Тут появился Бухбиндер, археолог миражей, дантист, которому его щипцы и вставные челюсти нашептывали типичное для дантиста хобби: паяние перстеньков да укладка паркета в кукольном домике, — но до поры до времени. Потом вдруг Бухбиндера занесло. Мелкие бзики сменились всепоглощающим еврейским безумием. Он принялся за воссоздание инструментария древних «койеним», жрецов Яхве, сначала в миниатюре, а затем и в натуральную величину. Ведра для крови, вилки для расчлененки, лопаты для пепла — все, как предписывает книга Левит священным кулинарам Иерусалима для освященных барбекю. Дантист основал музей, возможно, и поныне существующий, разместил его там, где потеряла разбег улица Ибн-Эзра. В витрине дома, в котором он выдергивал зубы неимущим евреям, возвышался Храм Соломонов, выстроенный из картона, похороненный под слоем пыли, украшенный херувимами и дохлыми мухами. Наибольшей популярностью музей пользовался у соседского хулиганья. Частенько унтерштатский патрульный часа в три ночи являлся по вызову и заставал безутешного Бухбиндера над порушенной и оскверненной коллекцией, любующимся кучей дерьма, плавающей в медной золоченой курильнице.
Бухбиндер заметил Ландсмана, и глаза его тут же близоруко сощурились от дурного предчувствия. Он вышел из мужского туалета, еще не отняв мудрых пальцев своих от пуговиц ширинки, с лицом, выражающим глубокое, но бесполезное понимание загадок вселенной, и вернулся к тушенке и черри-соде.

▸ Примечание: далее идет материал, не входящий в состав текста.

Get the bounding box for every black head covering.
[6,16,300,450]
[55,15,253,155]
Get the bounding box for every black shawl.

Бухбиндер мужчина положительный, тучный, выходец из Германии, одет он в кардиган, рукава реглан, на пузе напузник вязаный. Чем ниже, тем современнее: из-под твидовых брюк горчат зимние кроссовки. Темный блондин с сивой и серебряной сединой. Бухбиндер постоянно подбадривал свою бороду ласковыми прикосновениями. В сторону Ландсмана он небрежно швырнул улыбку, как грош в кружку нищего, после чего выудил из кармана пухлый томик и, не забывая о тарелке, углубился в чтение чего-то весьма увлекательного, напечатанного мелким шрифтом. Почти сразу принялся раскачиваться в такт чтению и жеванию.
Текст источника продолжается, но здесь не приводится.